Lumière sur la matière noire
La physique aussi a réalisé des percées majeures, en particulier en ce qui concerne l’étude des astroparticules. Des scientifiques ont utilisé l’IA pour créer des simulations complexes et tridimensionnelles de l’Univers. Née d’une collaboration entre les chercheurs de l’UC Berkeley, du Kavli Institute du Japon, de l’Université de la Colombie-Britannique et de l’Université Carnégie-Mellon, la machine Deep Density Displacement Model (D³M) a appris des 8.000 simulations de formation que l’équipe lui a données et, avec une rapidité et une précision impressionnantes, a été capable d’ajuster des paramètres pour lesquels elle n’avait même pas été formée! Les chercheurs qui l’ont conçue ne savent pas comment cela est possible. «C’est comme nourrir un logiciel de reconnaissance d’images avec beaucoup d’illustrations de chats et de chiens et qu’il soit capable de reconnaître les éléphants», a déclaré l’astrophysicienne Shirley Ho du Flatiron Institute de l’Université Carnégie-Mellon en Pennsylvanie.
D³M calcule comment, sur 13,8 milliards d’années (l’âge de l’Univers), la gravité a déplacé des milliards de particules dans l’espace et établit toute une série de scénarios possibles. Une seule simulation lui prend 30 millisecondes alors que, sans l’aide de l’IA, elle pourrait nécessiter jusqu’à 300 heures de calcul. Grâce à l’ensemble des modélisations produites par D³M, les physiciens peuvent effectuer des comparaisons avec leurs propres données et, ainsi, mieux comprendre la naissance de notre Univers.

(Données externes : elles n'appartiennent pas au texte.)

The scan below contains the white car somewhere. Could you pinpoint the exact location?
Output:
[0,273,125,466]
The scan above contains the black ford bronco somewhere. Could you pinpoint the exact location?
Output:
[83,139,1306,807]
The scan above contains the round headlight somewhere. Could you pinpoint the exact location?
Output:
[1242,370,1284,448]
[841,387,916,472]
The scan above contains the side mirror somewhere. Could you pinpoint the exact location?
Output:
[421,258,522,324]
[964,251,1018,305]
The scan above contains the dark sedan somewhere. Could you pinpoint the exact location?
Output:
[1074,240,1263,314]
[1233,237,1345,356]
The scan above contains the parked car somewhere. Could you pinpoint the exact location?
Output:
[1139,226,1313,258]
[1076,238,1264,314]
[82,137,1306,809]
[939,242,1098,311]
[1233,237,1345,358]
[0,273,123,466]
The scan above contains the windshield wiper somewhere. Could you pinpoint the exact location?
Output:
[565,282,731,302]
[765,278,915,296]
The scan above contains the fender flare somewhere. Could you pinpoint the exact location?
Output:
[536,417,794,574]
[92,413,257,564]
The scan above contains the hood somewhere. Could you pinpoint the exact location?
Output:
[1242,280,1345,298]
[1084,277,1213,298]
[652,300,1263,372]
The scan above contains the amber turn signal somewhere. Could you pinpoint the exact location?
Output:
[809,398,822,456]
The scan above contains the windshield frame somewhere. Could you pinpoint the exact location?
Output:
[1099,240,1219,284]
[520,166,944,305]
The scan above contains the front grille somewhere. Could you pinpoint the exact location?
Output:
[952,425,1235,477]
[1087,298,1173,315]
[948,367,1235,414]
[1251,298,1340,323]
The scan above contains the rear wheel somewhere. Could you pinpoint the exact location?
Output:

Un nouveau chapitre pour l’histoire?
L’IA est également un outil intéressant pour les sciences humaines. En l’utilisant, les historiens notamment ont permis à la recherche d’entrer dans une nouvelle ère. Grâce à l’apprentissage automatique de l’IA, les chercheurs sont capables d’analyser de grandes quantités de documents tels que des lettres ou des journaux et de détecter des relations qui seraient difficiles à identifier autrement. L’IA révèle ainsi des schémas et des tendances historiques cachés et interprète et contextualise des événements du passé. En l’associant à d’autres technologies, les scientifiques ont la possibilité d’adopter une nouvelle perspective sur les événements historiques, en vivant l’expérience immersive de la réalité virtuelle par exemple.